Hi all it s me again Based on <https apache flink slack com Apache Flink #troubleshooting

Hi all, it's me again! Based on <the previous post...

Jasmin Redzepovic

09/24/2023, 1:54 PM

Hi all, it's me again! Based on the previous post, I've been diving deep into the docs, reading almost every blog post I can find, and even got my hands on a Kafka book. I've come up with a scenario that I think has happened. Can someone please confirm (or disprove 😄) the following steps? 1. KafkaSource operator reads data at very high speed and sends it to KafkaSink operator 2. Lets assume that checkpointing in optimal conditions lasts for 50ms and is triggered every 30s, job is configured with

AT_LEAST_ONCE

delivery guarantee 3. On a checkpoint, KafkaSource will write its state somewhere (but checkpoint is not yet completed, it must wait the state from KafkaSink) 4. On a checkpoint, KafkaSink (producer) will wait for all outstanding records in the Kafka buffers to be acknowledged (similar to flush) 5. If there is a super slow networking in Kafka and

<http://delivery.timeout.ms|delivery.timeout.ms>

is set to 2 mins, checkpoint will block and last up to 2 mins and then it will continue because of Kafka timeout 6. Kafka delivery will timeout and some records will expire, but Kafka buffers will be considered as acknowledged 7. Job manager will take states from both KafkaSource and KafkaSink, and will write them into checkpoint, and consumer offsets will be committed to Kafka afterwards 8. This will result in data loss Flink will assume that we are fine with the data loss since we didn't increase delivery timeout (the maximum time we are willing to wait for messages to be delivered to Kafka) and Flink will continue with the processing and checkpointing. I was hoping that checkpoint would fail in case of a delivery timeout, but looks like it wouldn’t. (but I'm not sure about anything now. 😅)

Martijn Visser

09/24/2023, 3:39 PM

Synchronization point failures like flushing will fail the checkpoint

👍 1

Jasmin Redzepovic

09/24/2023, 9:35 PM

Thanks for the answer Martijn 🙌 Then it looks like Flink is not the reason for the data loss. Do you maybe know if it is possible that Kafka somehow drops the messages in case there is a slow networking (e.g. when brokers are doing rebalance of a large data set)?
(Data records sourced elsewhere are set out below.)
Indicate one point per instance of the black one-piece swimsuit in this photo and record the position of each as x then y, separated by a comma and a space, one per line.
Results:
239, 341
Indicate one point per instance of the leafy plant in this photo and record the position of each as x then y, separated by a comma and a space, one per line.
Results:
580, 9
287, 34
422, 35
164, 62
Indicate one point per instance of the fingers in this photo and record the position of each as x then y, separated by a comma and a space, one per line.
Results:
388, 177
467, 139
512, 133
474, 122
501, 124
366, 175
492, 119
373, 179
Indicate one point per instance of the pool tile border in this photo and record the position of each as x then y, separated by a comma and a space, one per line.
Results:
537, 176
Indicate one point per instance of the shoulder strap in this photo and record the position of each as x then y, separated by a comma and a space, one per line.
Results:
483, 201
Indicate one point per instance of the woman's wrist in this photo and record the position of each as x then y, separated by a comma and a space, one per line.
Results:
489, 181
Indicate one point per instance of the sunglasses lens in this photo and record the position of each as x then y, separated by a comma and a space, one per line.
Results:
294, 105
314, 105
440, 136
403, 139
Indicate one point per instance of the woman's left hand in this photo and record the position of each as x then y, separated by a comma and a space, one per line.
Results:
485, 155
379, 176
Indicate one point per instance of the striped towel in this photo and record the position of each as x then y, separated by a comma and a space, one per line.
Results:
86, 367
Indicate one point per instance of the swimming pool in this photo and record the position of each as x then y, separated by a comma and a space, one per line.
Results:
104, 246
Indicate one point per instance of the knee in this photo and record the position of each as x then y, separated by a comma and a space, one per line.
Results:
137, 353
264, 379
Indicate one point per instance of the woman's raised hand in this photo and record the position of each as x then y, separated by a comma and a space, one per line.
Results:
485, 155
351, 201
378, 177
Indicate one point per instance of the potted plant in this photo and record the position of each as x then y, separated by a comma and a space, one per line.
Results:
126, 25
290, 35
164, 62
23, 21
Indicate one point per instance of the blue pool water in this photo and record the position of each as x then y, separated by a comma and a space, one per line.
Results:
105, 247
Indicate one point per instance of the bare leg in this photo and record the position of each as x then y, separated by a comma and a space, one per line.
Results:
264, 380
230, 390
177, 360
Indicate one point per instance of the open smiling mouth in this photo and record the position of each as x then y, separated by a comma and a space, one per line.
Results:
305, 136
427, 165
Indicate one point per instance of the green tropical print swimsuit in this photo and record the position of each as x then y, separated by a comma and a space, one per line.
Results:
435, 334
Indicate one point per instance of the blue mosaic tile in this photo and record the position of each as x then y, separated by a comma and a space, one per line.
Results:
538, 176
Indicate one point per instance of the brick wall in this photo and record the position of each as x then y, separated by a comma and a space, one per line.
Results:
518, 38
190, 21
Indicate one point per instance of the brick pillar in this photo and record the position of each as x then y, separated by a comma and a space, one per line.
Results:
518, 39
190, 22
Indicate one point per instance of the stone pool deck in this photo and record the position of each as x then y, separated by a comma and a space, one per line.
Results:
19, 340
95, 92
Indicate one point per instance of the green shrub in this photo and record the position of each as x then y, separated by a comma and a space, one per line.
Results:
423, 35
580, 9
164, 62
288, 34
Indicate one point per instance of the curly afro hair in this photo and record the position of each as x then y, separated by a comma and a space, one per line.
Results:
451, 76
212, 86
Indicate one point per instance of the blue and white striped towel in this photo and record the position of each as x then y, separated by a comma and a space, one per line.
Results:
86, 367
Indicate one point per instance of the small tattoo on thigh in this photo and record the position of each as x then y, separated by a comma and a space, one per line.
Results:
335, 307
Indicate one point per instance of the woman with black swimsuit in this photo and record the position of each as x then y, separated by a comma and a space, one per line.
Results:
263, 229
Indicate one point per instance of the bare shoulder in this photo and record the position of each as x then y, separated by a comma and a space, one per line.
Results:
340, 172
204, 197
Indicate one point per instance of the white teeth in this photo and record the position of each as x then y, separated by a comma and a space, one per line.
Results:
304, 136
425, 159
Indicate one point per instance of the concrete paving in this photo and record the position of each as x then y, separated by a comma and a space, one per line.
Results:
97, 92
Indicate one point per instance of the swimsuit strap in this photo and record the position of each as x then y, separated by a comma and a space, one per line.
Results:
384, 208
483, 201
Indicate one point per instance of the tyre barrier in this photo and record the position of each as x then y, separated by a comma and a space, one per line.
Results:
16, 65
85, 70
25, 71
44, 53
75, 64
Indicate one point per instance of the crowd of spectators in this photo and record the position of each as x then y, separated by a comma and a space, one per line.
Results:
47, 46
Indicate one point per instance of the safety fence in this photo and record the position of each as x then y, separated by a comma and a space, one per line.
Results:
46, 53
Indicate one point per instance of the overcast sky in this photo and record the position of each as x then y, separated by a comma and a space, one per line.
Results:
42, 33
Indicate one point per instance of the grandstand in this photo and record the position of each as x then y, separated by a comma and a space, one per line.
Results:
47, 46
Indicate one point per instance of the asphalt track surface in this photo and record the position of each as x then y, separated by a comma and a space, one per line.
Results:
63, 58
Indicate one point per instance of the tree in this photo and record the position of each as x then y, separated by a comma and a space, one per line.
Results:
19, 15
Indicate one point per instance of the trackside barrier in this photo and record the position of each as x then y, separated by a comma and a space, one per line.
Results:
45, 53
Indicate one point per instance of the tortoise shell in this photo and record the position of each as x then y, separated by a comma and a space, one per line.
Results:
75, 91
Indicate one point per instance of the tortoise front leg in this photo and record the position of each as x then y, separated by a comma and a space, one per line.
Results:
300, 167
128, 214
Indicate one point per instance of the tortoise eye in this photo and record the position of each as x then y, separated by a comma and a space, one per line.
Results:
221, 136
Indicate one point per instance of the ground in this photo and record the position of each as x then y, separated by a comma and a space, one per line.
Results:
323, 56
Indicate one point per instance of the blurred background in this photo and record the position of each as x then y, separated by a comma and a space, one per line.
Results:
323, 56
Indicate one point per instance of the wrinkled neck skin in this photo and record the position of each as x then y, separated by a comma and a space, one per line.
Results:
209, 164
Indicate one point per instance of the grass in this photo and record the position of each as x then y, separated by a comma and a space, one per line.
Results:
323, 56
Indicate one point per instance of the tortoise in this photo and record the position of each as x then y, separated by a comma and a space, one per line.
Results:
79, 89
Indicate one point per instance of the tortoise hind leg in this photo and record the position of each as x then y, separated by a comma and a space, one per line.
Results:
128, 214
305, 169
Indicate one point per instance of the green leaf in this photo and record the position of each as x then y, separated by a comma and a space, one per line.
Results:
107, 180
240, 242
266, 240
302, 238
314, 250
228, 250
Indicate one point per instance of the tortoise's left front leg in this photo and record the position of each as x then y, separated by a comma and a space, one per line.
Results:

If yes, I will then try to investigate it further. (there is a data loss somewhere, but I have no clue what could it be 🤷)

Jasmin Redzepovic

09/25/2023, 10:02 PM

Hi @Martijn Visser! After spending some more time debugging, I am now pretty sure that there is a bug in the Flink 1.16.1 implementation. This is what I did: I have created a sink topic with 8 partitions, a replication factor of 3, and a minimum in-sync replicas of 2. The consumer properties are set to their default values. For the producer, I made changes to the

<http://delivery.timeout.ms|delivery.timeout.ms>

and

<http://request.timeout.ms|request.timeout.ms>

properties, setting them to 5000ms and 4000ms respectively. (

acks

are set to -1 by default, which is equals to all I guess) KafkaSink is configured with an AT_LEAST_ONCE delivery guarantee. The job parallelism is set to 1 and the checkpointing interval is set to 2000ms. I started a Flink Job and monitored its logs. Additionally, I was consuming the

__consumer_offsets

topic in parallel to track when offsets are committed for my consumer group. The problematic part occurs during checkpoint 5. Its duration was 5009ms, which exceeds the delivery timeout for Kafka (5000ms). Although it was marked as completed, I believe that the output buffer of KafkaSink was not fully acknowledged by Kafka. As a result, Flink proceeded to trigger checkpoint 6 but immediately encountered a Kafka TimeoutException: Expiring N records. I suspect that this exception originated from checkpoint 5 and that checkpoint 5 should not have been considered successful. The job then failed but recovered from checkpoint 5. Some time after checkpoint 7, consumer offsets were committed to Kafka, and this process repeated once more at checkpoint 9. Since the offsets of checkpoint 5 were committed to Kafka, but the output buffer was only partially delivered, there has been data loss. I confirmed this when sinking the topic to the database. Sorry for reaching out to you directly, but I noticed that you are quite active here and influential in the Flink community. I hope that you can help me get in touch with the right people regarding this matter. 🙏 (p.s. attached job logs and kafka consumer offsets, they are not too long)

v3_offsets.txt job.log

Martijn Visser

09/25/2023, 10:18 PM

Additionally, I was consuming the __consumer_offsets topic in parallel to track when offsets are committed for my consumer group.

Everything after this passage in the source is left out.